Les pardessus de ville

30 novembre 2009

Petit tour par la tradition du pardessus hivernal ce jour, avec la présentation des trois grands canons classiques que l’on peut trouver dans le vestiaire masculin pour la ville. Les méthodes de coupe préconisent de relever les mesures de la personne sur son gilet et de les majorer suivants quelques règles simples, dont 3cm de plus que la longueur de manche de veste.

Premièrement, on trouve le pardessus croisé classique, sans pinces sous le revers, donnant une bonne ampleur sur les hanches et le bas. Cette coupe permet de conserver une bonne capacité de mouvement, et tient également chaud. Réalisé pourquoi pas en vigogne, c’est tout à fait élégant!La deuxième évolution, issue de la première est le pardessus anglais de forme droite. Réalisé dans un lainage en super 120, son col est en velour ras. Les poches classiques sont, pourquoi pas, plaquées à rabats.

Enfin, la dernière forme du manteau de ville est quelque peu désuette, c’est pour cela que je l’aime, il s’agit du pardessus MacFarlane, connu pour sa pélerine de cocher. Ce vetêment était autrefois en vogue dans le monde élégant. Il emprunte la forme du pardessus droit de soirée. Les revers, s’il en possède, seront recouvert de soie. La pélerine quant à elle est une grande pièce de tissus couvrante, coupée en biais (donnant alors de nombreux plis). Le MacFarlane peut avoir des manches ou pas. Réalisé dans un gros chevron, c’est délicieux:

Vous voilà donc prêt à sortir couvert!

La coupe des revers

23 novembre 2009

S’il est une tâche extrêmement agréable dans le métier de tailleur, c’est bien celui de couper! Et la coupe, c’est tout un art! Si la formation que je suis à l’A.F.T me destine à devenir uniquement apiéceur (celui qui réalise le veston), je goûte mon plaisir lorsque je trace, ce qui n’est pas du goût d’ailleurs du maître tailleur.
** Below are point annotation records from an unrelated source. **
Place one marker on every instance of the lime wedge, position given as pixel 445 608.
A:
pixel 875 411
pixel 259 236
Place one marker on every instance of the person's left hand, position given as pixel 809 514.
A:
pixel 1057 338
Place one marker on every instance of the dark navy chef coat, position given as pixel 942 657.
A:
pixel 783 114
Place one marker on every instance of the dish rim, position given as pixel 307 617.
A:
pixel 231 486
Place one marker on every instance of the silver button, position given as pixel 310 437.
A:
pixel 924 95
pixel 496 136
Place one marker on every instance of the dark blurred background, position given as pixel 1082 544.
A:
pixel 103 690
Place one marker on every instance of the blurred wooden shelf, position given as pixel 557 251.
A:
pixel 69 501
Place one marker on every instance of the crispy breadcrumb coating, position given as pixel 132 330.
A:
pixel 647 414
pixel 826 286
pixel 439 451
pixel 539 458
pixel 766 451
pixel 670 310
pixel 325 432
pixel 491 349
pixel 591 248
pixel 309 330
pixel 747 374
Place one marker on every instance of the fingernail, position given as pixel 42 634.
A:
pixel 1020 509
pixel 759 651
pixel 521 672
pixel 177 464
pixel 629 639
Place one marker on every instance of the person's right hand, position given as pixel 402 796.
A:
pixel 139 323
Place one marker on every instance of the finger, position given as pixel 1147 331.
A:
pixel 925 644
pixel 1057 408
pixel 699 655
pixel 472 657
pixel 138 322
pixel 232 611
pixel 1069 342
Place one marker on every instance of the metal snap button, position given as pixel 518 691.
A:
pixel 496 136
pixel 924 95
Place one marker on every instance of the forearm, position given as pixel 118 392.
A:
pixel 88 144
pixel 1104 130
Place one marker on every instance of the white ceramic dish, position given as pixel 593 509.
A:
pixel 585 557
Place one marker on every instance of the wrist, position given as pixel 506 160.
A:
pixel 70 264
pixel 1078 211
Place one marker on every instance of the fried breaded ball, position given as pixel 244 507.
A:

En effet, le fonctionnement traditionnel d’un atelier est très hiérarchisé: le tailleur qui reçoit le client prend les mesures et dessine le patron. Il coupe ensuite les tissus, puis donne la bûche (les différents tissus roulés en bûche donc) à : un apiéceur qui réalise le veston, un culottier qui réalise le pantalon, un giletier qui réalise le gilet. Ensuite l’apiéceur rend le travail exécuté, avec les manches et le col non montés, ce qui sera le privilège du tailleur. Un bon ouvrier apiéceur (qui le désire) pourra éventuellement passer ouvrier coupeur (celui qui coupe suivant les patrons), puis tailleur, puis maître en son art… voilà pour le cursus hérité du compagnonnage. Et les tailleurs ont toujours voulu garder au secret leurs méthodes de coupe! Dieu, un apiéceur ne doit pas me voir!

Car la coupe, c’est l’ultime étape du goût et de l’esthétique. Les derniers grands maîtres tailleurs étaient tous des coupeurs de formation; formation dispensée dans la très célèbre école de coupe de la rue d’Aboukir me semble-t-il, aujourd’hui fermée. Francesco Smalto était coupeur chez Camps où il a fait ses armes par exemple.
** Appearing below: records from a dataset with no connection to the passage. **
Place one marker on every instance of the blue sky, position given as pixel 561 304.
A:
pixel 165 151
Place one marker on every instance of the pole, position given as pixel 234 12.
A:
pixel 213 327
Mais comme disait Pépin, bref! Revenons en à la coupe du revers de la veste, pour vous montrer à quel point la coupe, c’est important:

Voici figurés trois devants gauches à trois boutons, avec assemblés le devant et le petit côté. La pince recoupe les poches. La ligne rouge foncée représente l’axe de symétrie du revers, sur lequel on le pivote. Faites l’essaie avec votre veste, vous comprendrez.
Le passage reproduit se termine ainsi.